Client configuration
IP addresses, rather than a DNS/host name, should be used when configuring client mounts. NFSv3 locking is heavily tied to IP addresses and can break if a client uses round-robin DNS. This means load balancing for NFS is achieved by hand-distributing public IP addresses across clients.
IMPORTANT
Never mount the same NFS share on a client from two different nodes in the cluster at the same time. The client-side caching in NFS is very fragile and assumes that an object can only be accessed through one single path at a time.
Event scripts
CTDB clustering for NFS relies on two event scripts 06.nfs
and 60.nfs
. These are provided as part of CTDB and do not usually need to be changed.
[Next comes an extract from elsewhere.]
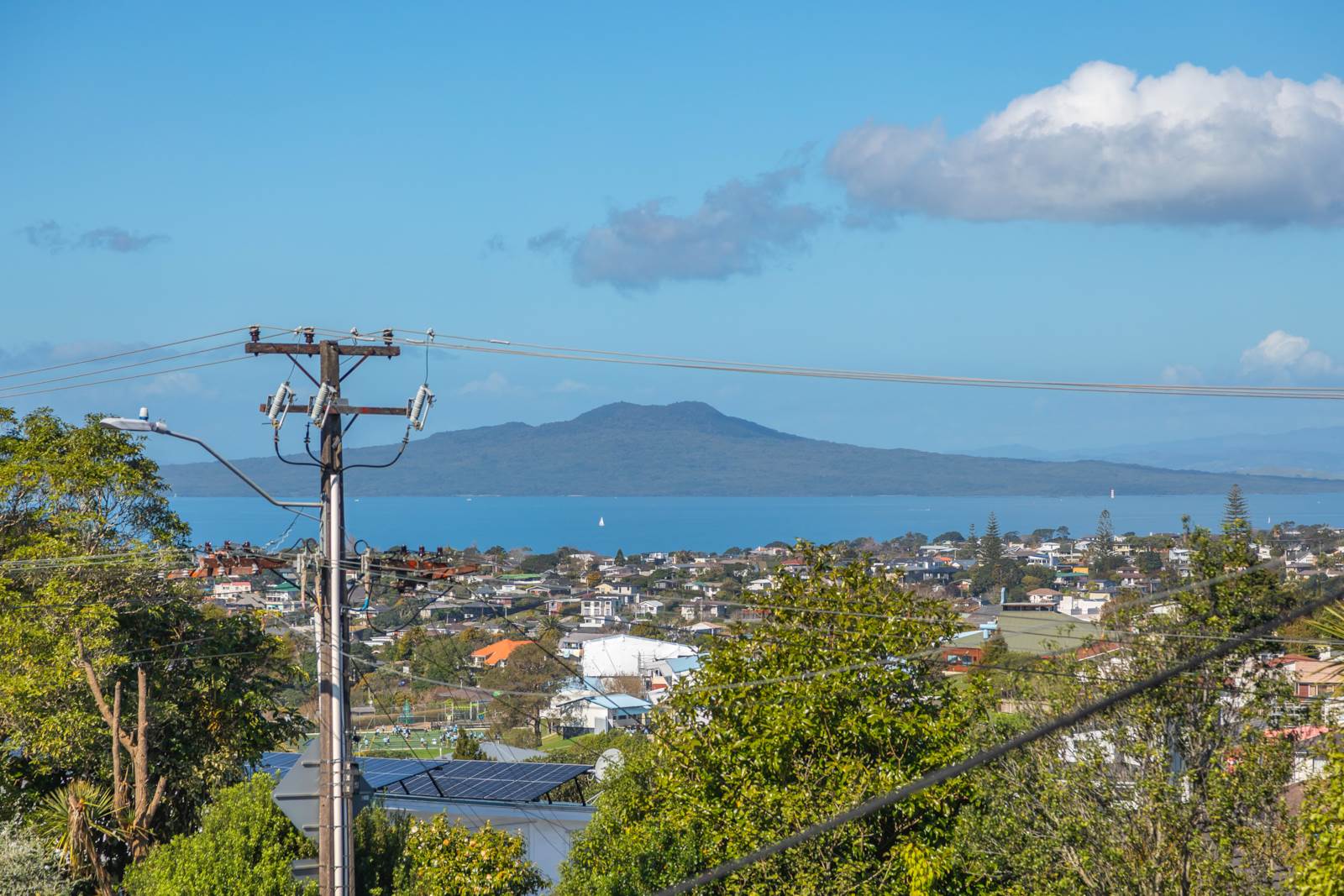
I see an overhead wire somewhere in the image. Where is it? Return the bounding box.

Using CTDB with other NFS servers
The NFS event scripts provide a generic framework for managing NFS from CTDB. These scripts also include infrastructure for flexible NFS RPC service monitoring. There are 2 configuration variables that may need to be changed when using an NFS server other than the default (Linux kernel NFS server).
CTDB_NFS_CALLOUT
This variable is the absolute pathname of the desired NFS call-out used by CTDB's
If CTDB_NFS_CALLOUT
is unset or null then CTDB will use the provided nfs-linux-kernel-callout
.
An example nfs-ganesha-callout
is provided as an example as part of CTDB's documentation. This call-out has not been as extensively tested as nfs-linux-kernel-callout
.
Writing a call-out
A call-out should implement any required methods. Available methods are:
- startup, shutdown
- Startup or shutdown the entire NFS service.
- start, stop
- Start or stop a subset of services, as referenced from NFS checks (see below).
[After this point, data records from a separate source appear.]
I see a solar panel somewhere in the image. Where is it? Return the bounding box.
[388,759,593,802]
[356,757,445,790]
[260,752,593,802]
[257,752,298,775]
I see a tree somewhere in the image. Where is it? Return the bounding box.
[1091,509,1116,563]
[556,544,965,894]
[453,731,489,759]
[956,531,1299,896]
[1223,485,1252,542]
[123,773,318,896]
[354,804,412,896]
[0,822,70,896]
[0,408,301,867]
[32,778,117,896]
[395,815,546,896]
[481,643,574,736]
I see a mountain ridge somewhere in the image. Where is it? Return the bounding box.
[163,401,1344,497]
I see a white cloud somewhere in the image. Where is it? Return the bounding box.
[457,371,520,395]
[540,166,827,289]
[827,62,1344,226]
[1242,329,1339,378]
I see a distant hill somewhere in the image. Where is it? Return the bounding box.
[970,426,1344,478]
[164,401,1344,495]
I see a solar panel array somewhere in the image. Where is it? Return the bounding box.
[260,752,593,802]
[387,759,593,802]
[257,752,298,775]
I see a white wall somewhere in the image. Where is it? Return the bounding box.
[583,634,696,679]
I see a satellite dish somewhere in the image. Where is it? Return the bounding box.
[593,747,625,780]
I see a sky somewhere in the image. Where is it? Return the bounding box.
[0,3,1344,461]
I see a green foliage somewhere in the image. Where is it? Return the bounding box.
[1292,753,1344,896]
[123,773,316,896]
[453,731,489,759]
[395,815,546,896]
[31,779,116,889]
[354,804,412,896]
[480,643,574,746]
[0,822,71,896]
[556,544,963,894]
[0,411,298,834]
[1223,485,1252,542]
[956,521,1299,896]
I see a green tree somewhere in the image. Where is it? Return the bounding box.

- releaseip-pre, releaseip, takeip-pre, takeip
- Take actions before or after an IP address is released or taken over during IP failover.
- monitor-list-shares
- List exported directories that should be monitored for existence. This can be used to ensure that cluster filesystems are mounted.
- monitor-pre, monitor-post
- Additional monitoring before or after the standard monitoring of RPC services (see below).
- register
- Should list the names of all implemented methods. This is an optimisation that stops the event scripts from calling unimplemented methods in the call-out.
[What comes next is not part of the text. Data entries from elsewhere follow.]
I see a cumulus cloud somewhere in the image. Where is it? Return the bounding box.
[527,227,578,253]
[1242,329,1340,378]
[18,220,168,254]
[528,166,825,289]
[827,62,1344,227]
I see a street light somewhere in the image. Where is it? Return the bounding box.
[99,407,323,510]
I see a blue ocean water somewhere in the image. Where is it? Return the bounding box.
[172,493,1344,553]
See the existing call-outs for implementation details and suggested style.
CTDB_NFS_CHECKS_DIR
This is the absolute pathname of a directory of files that describe how to monitor desired NFS RPC services. It can also be configured to try to restart services if they remain unresponsive.
If CTDB_NFS_CHECKS_DIR
is unset or null then CTDB uses a set of NFS RPC checks in the nfs-checks.d
subdirectory of the CTDB configuration directory.
When providing a different set of NFS RPC checks, create a new subdirectory, such as nfs-checks-enabled.d
or nfs-checks-ganesha.d
, and set CTDB_NFS_CHECKS_DIR
to point to this directory. Populate the directory with custom check files and/or symbolic links to desired checks in the nfs-checks.d
. This method is upgrade-safe - if you remove certain checks then they will not be replaced when you upgrade CTDB to a newer version.
Writing NFS RPC check files
These files are described by the relevant README file. See the files shipped with CTDB for examples.